Tracing route to 192.168.3.1 over a maximum of 30 hops
1 <1 ms <1 ms <1 ms pfSenseML.ShaweyecareML [192.168.2.1]
2 46 ms 38 ms 41 ms 10.0.2.1
3 38 ms 38 ms 38 ms 10.0.2.2
4 77 ms 78 ms 76 ms 10.0.2.1
5 76 ms 76 ms 76 ms 10.0.2.2
6 114 ms 114 ms 115 ms 10.0.2.1
7 120 ms 137 ms 115 ms 10.0.2.2
8 161 ms 167 ms 156 ms 10.0.2.1
9 153 ms 157 ms 154 ms 10.0.2.2
10 192 ms 192 ms 196 ms 10.0.2.1
11 196 ms 190 ms 195 ms 10.0.2.2
12 230 ms 229 ms 243 ms 10.0.2.1
13 229 ms 229 ms 230 ms 10.0.2.2
14 270 ms 276 ms 293 ms 10.0.2.1
15 290 ms 271 ms 272 ms 10.0.2.2
16 310 ms 338 ms 306 ms 10.0.2.1
17 306 ms 308 ms 342 ms 10.0.2.2
18 360 ms 362 ms 355 ms 10.0.2.1
19 345 ms 355 ms 345 ms 10.0.2.2
20 401 ms 386 ms 395 ms 10.0.2.1
21 388 ms 383 ms 383 ms 10.0.2.2
22 452 ms 423 ms 438 ms 10.0.2.1
23 450 ms 423 ms 429 ms 10.0.2.2
24 467 ms 480 ms 486 ms 10.0.2.1
25 459 ms 503 ms 460 ms 10.0.2.2
26 512 ms 522 ms 529 ms 10.0.2.1
27 509 ms 519 ms 508 ms 10.0.2.2
28 544 ms 538 ms 580 ms 10.0.2.1
29 556 ms 553 ms 556 ms 10.0.2.2
30 583 ms 588 ms 599 ms 10.0.2.1Trace complete.
It seems to be getting stuck in the tunnel of client 1 (10.0.2.0/24) rather than passing down its own tunnel (10.0.3.0/24) so never reaches the pfsense box at the other end. However if I reboot the server it is fine again for a while. The other two clients are generally fine. Client 1 has never had this problem, and client 3 has only done it once. Only a full reboot of the server pfsense box will fix it. Starting and stopping the open VPN server doesn't help, nor rebooting the client pfsense box. I rebooted on monday night and it was fine all day tuesday, but today (wednesday) exactly the same thing has happened. It has done it a couple of times before over the past 6/12 as well, but has been fine 90% of the time. no changes to the config have happened in all this time. I have set a cron job to reboot the server every morning to sort the problem temporarily, but this is a horrible solution, and I really want to get to the bottom of it.

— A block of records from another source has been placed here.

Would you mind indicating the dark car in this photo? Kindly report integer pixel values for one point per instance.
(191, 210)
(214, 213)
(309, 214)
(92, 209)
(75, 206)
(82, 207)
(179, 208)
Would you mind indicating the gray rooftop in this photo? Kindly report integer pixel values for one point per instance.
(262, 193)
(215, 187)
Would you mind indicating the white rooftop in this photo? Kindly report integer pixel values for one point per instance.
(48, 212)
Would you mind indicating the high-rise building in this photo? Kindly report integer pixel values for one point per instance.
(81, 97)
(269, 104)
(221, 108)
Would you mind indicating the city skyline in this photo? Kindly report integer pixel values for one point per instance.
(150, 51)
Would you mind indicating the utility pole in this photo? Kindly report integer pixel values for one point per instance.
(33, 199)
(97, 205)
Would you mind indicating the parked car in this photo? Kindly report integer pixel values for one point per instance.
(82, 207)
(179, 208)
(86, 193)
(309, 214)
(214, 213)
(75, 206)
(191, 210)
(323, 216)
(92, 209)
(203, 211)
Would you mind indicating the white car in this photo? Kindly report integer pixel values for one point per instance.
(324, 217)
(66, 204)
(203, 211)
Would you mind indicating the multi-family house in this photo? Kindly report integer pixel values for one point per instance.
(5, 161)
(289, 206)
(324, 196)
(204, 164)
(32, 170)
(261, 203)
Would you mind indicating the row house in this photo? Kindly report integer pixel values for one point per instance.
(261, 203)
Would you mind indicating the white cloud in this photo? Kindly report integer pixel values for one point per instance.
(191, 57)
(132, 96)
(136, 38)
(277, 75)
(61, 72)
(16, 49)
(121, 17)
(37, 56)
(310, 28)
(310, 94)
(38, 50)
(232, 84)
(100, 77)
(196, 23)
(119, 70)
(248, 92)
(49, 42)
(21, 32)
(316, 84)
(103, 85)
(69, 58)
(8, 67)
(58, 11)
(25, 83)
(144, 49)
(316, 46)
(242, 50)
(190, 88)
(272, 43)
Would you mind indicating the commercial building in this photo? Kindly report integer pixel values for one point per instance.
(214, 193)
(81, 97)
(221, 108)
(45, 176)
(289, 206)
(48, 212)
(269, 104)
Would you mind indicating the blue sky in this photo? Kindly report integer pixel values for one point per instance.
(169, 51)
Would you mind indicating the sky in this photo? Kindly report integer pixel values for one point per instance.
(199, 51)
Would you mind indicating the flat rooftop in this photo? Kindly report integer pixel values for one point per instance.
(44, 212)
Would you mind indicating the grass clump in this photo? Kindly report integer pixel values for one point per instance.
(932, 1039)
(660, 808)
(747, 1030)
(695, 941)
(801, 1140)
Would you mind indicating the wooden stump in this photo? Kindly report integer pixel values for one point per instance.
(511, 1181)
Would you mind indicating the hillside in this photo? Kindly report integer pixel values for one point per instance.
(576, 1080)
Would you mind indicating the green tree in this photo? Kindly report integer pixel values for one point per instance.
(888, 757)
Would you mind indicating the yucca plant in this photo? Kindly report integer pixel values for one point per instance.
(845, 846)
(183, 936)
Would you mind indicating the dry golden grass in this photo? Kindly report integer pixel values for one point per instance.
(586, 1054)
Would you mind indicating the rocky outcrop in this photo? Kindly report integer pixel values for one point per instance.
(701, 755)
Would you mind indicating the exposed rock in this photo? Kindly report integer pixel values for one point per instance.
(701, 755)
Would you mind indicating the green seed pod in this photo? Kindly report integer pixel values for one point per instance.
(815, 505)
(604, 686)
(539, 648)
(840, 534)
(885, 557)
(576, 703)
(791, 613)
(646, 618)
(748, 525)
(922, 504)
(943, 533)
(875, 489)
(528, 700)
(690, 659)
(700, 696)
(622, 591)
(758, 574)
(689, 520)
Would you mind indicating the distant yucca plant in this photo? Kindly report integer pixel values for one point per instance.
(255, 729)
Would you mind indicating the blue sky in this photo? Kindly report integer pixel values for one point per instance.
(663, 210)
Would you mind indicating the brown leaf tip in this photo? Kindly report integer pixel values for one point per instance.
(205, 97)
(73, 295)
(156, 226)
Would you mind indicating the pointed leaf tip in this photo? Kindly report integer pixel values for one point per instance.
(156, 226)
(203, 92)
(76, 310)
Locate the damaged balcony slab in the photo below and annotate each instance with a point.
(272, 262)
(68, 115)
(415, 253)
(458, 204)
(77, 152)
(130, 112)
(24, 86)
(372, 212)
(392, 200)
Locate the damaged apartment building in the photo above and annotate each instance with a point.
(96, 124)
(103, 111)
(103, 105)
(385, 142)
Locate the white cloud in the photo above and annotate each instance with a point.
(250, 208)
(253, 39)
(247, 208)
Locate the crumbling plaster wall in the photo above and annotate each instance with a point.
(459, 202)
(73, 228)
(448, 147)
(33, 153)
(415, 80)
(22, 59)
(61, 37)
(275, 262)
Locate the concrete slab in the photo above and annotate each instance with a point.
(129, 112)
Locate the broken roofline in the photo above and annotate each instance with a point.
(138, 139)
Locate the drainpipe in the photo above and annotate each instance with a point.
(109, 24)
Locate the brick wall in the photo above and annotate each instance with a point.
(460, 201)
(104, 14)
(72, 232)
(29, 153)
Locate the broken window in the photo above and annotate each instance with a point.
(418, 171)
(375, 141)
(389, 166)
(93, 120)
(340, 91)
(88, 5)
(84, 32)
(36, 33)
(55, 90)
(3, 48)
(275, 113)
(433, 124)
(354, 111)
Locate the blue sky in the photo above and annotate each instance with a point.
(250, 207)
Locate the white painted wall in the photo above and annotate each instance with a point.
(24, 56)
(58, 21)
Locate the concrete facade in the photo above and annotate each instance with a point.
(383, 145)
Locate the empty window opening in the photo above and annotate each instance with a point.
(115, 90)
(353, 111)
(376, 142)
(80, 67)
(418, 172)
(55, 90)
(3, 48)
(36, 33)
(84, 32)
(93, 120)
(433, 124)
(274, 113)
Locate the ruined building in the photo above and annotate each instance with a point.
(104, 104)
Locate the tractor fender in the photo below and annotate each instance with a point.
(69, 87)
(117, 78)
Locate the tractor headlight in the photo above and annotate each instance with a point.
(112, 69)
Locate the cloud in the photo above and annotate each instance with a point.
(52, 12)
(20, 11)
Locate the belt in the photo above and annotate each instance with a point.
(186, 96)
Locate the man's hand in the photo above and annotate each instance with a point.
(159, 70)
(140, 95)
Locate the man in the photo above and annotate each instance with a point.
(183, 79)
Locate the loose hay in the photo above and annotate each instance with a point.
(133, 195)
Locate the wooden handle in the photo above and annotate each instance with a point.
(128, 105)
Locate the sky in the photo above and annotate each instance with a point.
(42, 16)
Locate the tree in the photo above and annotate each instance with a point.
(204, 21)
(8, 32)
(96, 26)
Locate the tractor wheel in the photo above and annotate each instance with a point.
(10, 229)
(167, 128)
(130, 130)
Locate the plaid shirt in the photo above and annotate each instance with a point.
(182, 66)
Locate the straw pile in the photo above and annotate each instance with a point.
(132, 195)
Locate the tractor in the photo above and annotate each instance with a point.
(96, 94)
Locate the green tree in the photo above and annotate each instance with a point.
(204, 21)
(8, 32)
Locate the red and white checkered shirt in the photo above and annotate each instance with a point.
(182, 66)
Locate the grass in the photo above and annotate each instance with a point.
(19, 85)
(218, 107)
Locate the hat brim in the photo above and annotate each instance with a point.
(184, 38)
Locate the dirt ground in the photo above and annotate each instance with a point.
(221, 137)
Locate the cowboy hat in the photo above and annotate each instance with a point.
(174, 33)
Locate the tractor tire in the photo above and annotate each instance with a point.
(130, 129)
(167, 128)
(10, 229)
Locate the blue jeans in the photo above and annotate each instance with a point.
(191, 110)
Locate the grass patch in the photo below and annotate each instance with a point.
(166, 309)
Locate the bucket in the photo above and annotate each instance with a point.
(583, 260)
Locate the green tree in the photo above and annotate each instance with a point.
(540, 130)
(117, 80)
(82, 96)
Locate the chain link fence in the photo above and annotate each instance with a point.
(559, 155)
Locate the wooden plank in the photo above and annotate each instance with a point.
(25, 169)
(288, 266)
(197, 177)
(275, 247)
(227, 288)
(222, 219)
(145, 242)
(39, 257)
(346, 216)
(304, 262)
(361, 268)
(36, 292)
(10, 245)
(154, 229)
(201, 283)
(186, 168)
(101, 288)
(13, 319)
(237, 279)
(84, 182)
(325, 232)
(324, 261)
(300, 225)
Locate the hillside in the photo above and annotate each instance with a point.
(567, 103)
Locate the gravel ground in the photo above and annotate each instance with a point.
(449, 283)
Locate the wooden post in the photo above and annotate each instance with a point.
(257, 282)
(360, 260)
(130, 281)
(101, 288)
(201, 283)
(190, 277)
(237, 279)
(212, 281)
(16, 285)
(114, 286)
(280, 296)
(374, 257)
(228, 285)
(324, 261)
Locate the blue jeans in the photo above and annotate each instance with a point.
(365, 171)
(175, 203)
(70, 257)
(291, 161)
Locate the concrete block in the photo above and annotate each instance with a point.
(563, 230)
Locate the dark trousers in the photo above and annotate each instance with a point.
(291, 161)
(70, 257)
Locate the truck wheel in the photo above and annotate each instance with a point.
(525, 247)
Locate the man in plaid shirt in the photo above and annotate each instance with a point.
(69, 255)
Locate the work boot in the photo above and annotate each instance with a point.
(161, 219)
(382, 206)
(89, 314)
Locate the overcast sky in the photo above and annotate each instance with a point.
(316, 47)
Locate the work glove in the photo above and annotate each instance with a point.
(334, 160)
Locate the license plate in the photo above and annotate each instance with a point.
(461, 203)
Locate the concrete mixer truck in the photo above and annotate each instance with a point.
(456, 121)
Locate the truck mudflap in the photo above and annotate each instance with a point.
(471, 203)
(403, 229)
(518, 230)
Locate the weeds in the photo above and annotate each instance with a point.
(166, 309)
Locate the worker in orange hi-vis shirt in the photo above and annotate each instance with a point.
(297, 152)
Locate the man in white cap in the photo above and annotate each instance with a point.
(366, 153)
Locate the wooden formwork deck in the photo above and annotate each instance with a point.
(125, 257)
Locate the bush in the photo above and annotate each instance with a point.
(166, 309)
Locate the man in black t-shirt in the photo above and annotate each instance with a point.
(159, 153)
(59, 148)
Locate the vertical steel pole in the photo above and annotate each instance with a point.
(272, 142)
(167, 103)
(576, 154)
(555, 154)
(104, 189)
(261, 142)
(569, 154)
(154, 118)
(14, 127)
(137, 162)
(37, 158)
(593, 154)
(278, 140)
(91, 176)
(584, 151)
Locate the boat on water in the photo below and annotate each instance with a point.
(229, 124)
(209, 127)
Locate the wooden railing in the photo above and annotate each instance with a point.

Thanks for your help and if you need any more info just let me know.
-
I have confirmed that the issue is defintely linked to the multiple remote networks in the open vpn config as if I remove the additional remote networks and only have one subnet per vpn server it starts working again. The problem with this is the remote client networks then can't communicste with each other, only the server network. While this isn't critical, as I can remote desktop into the server lan and access the other subnets from there, it isn't very elegant.